A narrow defeat against the league leaders, Portsmouth, could be seen as encouraging, but it was another game where we struggled to put the opposing defence and goalkeeper under concerted pressure. There are positives and negatives to take from the performance, but the season is in danger of slipping into a familiar pattern.
All We Are Saying, Is Give Us A Goal
Not for the first time this season, it was far from a terrible display from the Sky Blues but one where it was hard to see us actually scoring.
They key team selection decision from Mark Robins to replace the ineligible Conor Chaplin with Tony Andreu. It was probably the most sensible decision given that Andreu has shown more thus far this season than either Jordy Hiwula or Amadou Bakayoko, but with Jonson Clarke-Harris attempting to play with his back to goal and Jordan Shipley on the left-wing, the balance of the front four didn’t require a Tony Andreu-figure looking to get on the ball.
It was perhaps most aptly summed up in the first-half when Andreu was given space by the Portsmouth defence to shoot just outside their penalty area, but instead chose to pass to a marked Jonson Clarke-Harris.
Beyond Andreu’s lack of impact on proceedings, the attacking performance lacked decisiveness. Perhaps the lack of goals from open play is playing on the players’ minds, but so often, promising situations were squandered by poor decision-making – passes being made instead of shots, shots instead of passes, over-hit passes, under-hit passes, et cetera and so forth.
What exactly can be done about poor decision-making is something for Mark Robins and the players to work on. However, the decisions being made looked to be of players not wanting to take the responsibility of taking the final shot. This is where Conor Chaplin was sorely missed.

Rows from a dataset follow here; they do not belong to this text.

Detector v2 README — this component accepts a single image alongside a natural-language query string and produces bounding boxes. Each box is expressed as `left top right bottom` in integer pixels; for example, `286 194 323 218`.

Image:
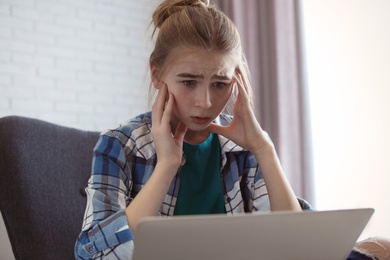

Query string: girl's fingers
235 72 249 100
152 84 168 126
233 68 252 109
174 121 188 142
206 122 227 136
161 92 174 125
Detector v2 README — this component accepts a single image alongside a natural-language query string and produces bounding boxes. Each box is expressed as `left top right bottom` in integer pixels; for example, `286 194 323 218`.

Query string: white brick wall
0 0 159 131
0 1 159 258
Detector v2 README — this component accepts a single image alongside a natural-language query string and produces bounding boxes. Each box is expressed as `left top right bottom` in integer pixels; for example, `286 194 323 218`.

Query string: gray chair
0 115 314 260
0 116 100 260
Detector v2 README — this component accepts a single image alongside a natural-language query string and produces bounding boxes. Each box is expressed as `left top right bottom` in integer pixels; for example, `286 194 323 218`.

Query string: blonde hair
148 0 252 113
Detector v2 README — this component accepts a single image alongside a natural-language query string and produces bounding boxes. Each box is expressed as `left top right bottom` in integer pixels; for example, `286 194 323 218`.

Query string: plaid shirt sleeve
75 134 135 259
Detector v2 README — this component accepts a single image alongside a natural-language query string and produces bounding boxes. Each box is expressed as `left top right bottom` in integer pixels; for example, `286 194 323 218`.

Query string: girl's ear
150 62 161 89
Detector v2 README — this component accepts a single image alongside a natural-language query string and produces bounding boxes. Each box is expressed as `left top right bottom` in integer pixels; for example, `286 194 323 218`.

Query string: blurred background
303 0 390 246
1 0 389 259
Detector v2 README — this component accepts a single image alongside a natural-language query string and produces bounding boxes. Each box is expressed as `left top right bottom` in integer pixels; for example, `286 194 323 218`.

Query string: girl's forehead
168 49 236 75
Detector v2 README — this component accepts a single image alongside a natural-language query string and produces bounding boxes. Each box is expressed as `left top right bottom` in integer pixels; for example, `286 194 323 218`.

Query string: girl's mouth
191 116 211 125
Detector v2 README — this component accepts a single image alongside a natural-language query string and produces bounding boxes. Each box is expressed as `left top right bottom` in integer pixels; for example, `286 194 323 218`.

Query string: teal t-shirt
174 133 226 215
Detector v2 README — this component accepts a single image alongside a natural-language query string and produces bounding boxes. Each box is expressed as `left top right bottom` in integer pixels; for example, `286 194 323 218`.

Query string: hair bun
152 0 210 30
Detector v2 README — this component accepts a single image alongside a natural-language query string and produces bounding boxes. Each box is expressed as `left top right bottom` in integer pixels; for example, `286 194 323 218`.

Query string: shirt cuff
82 210 134 256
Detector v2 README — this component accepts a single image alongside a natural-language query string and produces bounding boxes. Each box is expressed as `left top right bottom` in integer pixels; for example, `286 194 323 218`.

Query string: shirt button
86 245 94 252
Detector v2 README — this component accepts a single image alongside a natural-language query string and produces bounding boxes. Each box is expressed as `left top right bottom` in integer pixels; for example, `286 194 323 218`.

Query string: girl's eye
183 80 196 87
213 82 227 89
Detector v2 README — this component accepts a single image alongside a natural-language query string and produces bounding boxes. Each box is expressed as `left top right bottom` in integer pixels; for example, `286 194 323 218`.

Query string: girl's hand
151 84 188 171
207 69 271 155
208 70 301 212
126 84 188 232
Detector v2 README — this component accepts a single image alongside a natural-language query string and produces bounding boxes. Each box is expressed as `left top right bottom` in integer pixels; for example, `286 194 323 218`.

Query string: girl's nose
194 87 212 109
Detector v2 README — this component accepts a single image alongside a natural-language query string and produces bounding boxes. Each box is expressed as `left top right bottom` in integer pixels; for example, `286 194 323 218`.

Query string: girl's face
154 49 236 143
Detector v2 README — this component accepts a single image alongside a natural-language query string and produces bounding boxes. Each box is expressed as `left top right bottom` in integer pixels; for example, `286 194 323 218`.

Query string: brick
113 16 133 29
0 74 12 86
36 45 75 59
38 67 76 80
0 52 12 63
55 15 92 30
4 40 36 53
0 27 13 38
56 35 95 51
36 88 76 101
0 16 34 30
0 63 37 77
112 35 133 47
36 0 76 16
95 103 122 114
5 86 34 99
94 61 130 75
113 96 136 108
0 39 35 53
12 98 53 111
57 0 96 9
12 53 32 63
77 71 113 84
36 21 75 37
77 8 113 24
116 93 148 108
93 82 126 95
109 0 145 10
96 3 131 18
0 3 10 15
0 97 10 110
12 6 53 22
57 80 94 93
78 92 113 104
96 42 128 55
33 55 54 67
93 113 124 128
56 58 93 71
1 0 35 7
14 30 55 45
75 28 112 43
74 49 113 63
78 114 106 125
14 76 54 89
114 12 149 30
112 52 144 64
13 53 54 67
94 22 128 36
55 101 94 114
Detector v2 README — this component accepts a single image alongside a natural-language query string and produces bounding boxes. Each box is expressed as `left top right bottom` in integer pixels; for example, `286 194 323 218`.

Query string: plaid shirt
75 112 270 259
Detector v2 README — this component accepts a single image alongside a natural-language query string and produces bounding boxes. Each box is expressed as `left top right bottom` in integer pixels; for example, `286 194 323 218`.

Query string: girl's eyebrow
176 73 231 81
176 73 203 79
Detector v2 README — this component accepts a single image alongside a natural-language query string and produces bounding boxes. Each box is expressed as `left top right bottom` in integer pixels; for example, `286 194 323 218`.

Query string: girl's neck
184 129 210 145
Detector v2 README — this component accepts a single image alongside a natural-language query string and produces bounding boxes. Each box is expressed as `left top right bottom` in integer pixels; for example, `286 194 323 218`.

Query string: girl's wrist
155 159 181 177
250 139 275 159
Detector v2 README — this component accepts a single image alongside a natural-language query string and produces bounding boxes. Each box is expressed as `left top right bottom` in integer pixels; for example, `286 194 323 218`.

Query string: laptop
132 208 374 260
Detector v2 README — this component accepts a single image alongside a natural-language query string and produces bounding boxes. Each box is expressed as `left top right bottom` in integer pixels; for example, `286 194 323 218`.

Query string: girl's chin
186 120 213 130
185 122 212 133
186 125 209 134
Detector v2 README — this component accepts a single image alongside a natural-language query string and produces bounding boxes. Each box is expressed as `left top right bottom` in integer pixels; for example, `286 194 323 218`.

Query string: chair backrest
0 116 100 260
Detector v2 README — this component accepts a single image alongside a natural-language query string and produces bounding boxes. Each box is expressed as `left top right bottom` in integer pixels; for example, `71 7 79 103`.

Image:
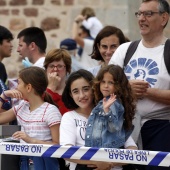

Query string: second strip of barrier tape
0 142 170 167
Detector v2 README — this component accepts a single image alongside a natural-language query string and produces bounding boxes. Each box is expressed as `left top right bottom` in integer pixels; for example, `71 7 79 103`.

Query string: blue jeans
140 119 170 170
20 156 29 170
20 156 59 170
33 156 59 170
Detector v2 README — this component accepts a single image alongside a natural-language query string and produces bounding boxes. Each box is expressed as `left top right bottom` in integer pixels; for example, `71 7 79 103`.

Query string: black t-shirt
0 62 12 110
0 62 7 83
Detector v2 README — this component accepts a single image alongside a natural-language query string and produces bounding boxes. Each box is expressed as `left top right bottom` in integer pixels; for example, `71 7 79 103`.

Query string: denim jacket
85 98 133 148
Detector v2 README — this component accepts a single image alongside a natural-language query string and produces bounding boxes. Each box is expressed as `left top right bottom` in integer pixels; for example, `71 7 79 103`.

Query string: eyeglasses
135 11 161 18
48 64 66 70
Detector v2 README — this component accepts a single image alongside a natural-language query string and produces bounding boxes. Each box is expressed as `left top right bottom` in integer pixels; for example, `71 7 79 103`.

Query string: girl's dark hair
62 69 94 109
80 25 91 37
0 25 13 44
17 27 47 53
90 26 127 61
19 66 57 106
94 64 136 130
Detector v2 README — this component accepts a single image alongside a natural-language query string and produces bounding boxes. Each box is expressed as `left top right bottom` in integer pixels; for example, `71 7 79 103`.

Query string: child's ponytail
43 91 58 108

Time To Throw Off The Shackles?
Following on from the last point, Mark Robins may well have to shake things up to solve the goalscoring malaise that we find ourselves in. The failure to score last night wasn’t solely down to the absence of Conor Chaplin, it has been a common theme both with and without our big summer signing that we have endeavoured without testing the opposition goalkeeper.
A key decision over the next few weeks looks to be how long Jordan Shipley can remain in the side. The academy player performs a useful role in keep the shape of the team on the left-flank, but has struggled to make an impact when he’s gotten on the ball.
With Jodi Jones returning to fitness, and already looking reasonably sharp, there is a genuine replacement for Shipley on the left of midfield, whereas the alternatives before were an out-of-position Jordy Hiwula or a Reise Allassani who is seemingly not yet trusted by Mark Robins.
Most encouraging from Jones’ two cameos has probably been that he has played with his head up, in stark contrast to most of our other attacking players. Very often, moves have broken down this year from almost an over-eagerness to force things to happen, Jones has looked more deliberate in sizing up whether to cross, shoot or pass.
Moreover, playing Jones gives us an attacking threat on both sides of the pitch – similar to what Portsmouth had with Lowe and Curtis on either flank. That ability to change the angle of attack can unsettle an opposing defence looking to bed-in against us, which could be worth sacrificing the defensive solidity that Jordan Shipley provides the side.